It is important to note that our three methods provide slightly different interpretations of the concept of bed roughness. Method 1 is a measure of raw bed roughness. Method 2 is more a measure of variations in bed properties (not only bed topography, but also the presence or lack of warm ice and liquid water, as well as impurities) and may also provide information about the overlying ice column. Method 3 provides a higher-resolution interpretation of raw roughness, but may also contain some information about other bed properties (including bed topography) but is not affected by the overlying ice, since we are isolating the bed reflection. Interpretation of results from all three roughness measurements may provide clues as to the cause of the relative roughness/smoothness.

Results and Analysis

The area of investigation is divided into a series of subglacial troughs associated with the enhanced-flow tributaries. These are divided from each other by two areas of high bed, which separate the three tributaries of Slessor Glacier. It is important to point out that in our original analyses we referred to the northernmost tributary of Slessor Glacier incorrectly as a tributary of the nearby Bailey Ice Stream (e.g. Rippin and others, 2003a, 2004). More recent inspection of interferometric synthetic aperture radar (InSAR) velocity data clearly indicates that this is, in fact, a tributary of Slessor Glacier (e.g. Bamber and others, 2006). We refer to the three tributaries as: Slessor tributary north (STN), Slessor tributary central (STC) and Slessor tributary south (STS) (Fig. 2).
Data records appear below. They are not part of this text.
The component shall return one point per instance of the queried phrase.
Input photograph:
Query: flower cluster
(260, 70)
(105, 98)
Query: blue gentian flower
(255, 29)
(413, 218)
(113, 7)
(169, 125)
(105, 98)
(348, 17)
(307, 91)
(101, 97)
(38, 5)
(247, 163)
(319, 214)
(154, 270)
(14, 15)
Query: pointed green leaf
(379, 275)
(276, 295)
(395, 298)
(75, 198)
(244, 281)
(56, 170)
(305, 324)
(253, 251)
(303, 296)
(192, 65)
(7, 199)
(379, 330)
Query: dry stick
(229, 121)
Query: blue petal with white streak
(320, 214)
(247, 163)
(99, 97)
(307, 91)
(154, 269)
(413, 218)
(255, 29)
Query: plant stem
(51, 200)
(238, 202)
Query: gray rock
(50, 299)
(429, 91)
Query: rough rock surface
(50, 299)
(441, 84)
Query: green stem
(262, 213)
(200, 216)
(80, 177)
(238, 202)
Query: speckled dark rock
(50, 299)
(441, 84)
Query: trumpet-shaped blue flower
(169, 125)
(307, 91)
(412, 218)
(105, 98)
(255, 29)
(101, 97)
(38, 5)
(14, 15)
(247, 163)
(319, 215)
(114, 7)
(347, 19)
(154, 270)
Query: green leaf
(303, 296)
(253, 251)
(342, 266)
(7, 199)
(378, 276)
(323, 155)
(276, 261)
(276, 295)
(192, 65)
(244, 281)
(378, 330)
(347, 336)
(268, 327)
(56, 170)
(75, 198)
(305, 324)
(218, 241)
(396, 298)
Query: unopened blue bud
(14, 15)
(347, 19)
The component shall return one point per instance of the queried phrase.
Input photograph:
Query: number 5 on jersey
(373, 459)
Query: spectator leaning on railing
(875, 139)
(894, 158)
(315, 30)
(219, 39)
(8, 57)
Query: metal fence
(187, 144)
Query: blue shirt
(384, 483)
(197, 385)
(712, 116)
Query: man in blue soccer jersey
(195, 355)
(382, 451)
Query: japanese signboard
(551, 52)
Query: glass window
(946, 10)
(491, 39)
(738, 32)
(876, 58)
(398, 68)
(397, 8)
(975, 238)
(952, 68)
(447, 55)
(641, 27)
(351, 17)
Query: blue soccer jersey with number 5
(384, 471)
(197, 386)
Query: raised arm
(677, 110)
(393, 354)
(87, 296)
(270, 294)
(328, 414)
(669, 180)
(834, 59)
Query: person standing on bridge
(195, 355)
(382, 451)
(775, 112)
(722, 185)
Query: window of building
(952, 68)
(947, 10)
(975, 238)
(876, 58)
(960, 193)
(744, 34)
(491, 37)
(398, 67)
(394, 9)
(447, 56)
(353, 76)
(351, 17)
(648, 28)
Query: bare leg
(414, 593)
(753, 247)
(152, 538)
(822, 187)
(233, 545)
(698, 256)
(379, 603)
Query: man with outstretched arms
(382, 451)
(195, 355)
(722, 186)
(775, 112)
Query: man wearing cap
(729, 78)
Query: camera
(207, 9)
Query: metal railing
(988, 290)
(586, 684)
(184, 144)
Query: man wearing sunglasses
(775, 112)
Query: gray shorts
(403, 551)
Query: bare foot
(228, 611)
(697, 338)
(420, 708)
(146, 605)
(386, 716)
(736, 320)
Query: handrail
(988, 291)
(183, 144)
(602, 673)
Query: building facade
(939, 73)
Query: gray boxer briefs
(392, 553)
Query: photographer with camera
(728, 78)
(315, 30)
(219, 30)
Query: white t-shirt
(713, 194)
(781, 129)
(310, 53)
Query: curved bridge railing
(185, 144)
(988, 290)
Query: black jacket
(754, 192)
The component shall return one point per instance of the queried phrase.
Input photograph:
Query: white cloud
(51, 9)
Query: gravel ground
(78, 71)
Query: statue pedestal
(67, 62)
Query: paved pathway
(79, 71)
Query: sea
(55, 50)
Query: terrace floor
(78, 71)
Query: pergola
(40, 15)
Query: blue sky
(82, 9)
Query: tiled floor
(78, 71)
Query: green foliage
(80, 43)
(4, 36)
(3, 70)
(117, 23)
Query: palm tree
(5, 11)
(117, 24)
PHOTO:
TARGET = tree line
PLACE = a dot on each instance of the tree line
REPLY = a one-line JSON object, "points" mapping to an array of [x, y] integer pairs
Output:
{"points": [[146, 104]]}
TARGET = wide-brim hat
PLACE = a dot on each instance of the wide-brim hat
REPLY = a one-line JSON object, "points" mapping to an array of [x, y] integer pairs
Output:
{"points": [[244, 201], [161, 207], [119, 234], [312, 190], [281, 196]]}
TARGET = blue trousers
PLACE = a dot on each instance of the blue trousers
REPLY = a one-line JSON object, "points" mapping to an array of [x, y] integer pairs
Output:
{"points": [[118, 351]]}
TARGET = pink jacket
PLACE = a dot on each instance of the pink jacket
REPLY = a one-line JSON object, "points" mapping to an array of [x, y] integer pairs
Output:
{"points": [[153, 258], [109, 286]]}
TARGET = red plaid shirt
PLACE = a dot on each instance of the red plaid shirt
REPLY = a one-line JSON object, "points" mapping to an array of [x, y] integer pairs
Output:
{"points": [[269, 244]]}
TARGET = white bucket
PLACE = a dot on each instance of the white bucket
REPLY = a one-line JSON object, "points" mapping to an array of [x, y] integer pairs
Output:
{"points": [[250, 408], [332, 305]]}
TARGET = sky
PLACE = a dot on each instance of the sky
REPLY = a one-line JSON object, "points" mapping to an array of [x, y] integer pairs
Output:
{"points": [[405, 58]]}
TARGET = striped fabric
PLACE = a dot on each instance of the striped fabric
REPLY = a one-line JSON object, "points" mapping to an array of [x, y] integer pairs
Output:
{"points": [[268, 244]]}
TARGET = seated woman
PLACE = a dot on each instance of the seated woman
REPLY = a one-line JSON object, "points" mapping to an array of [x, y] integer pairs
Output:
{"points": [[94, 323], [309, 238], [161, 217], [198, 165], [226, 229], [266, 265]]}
In addition, there is another large, deep area towards the southeast of the study area. This trough lies upstream of the head of STC and STS, and we refer to this trough as the deep southeastern trough (DSET). We refer to the inter-tributary areas as the Slessor-north/Slessor-central (STN/STC) intertributary area and the Slessor-central/Slessor-south (STC/STS) inter-tributary area (Fig. 2).

Prior to our surveys, the data coverage in this region was very limited (note the sparse existing BEDMAP tracks on Fig. 1). There are, however, some existing data from the surrounding wider vicinity, and the bed topography derived from this portion of the BEDMAP dataset is displayed in Figure 1b. This more extensive coverage reveals that the entire Slessor region lies in a major basin that is largely grounded below sea level under the present ice load, and this submarine grounding persists for some distance (~200–400 km) upstream of the study area.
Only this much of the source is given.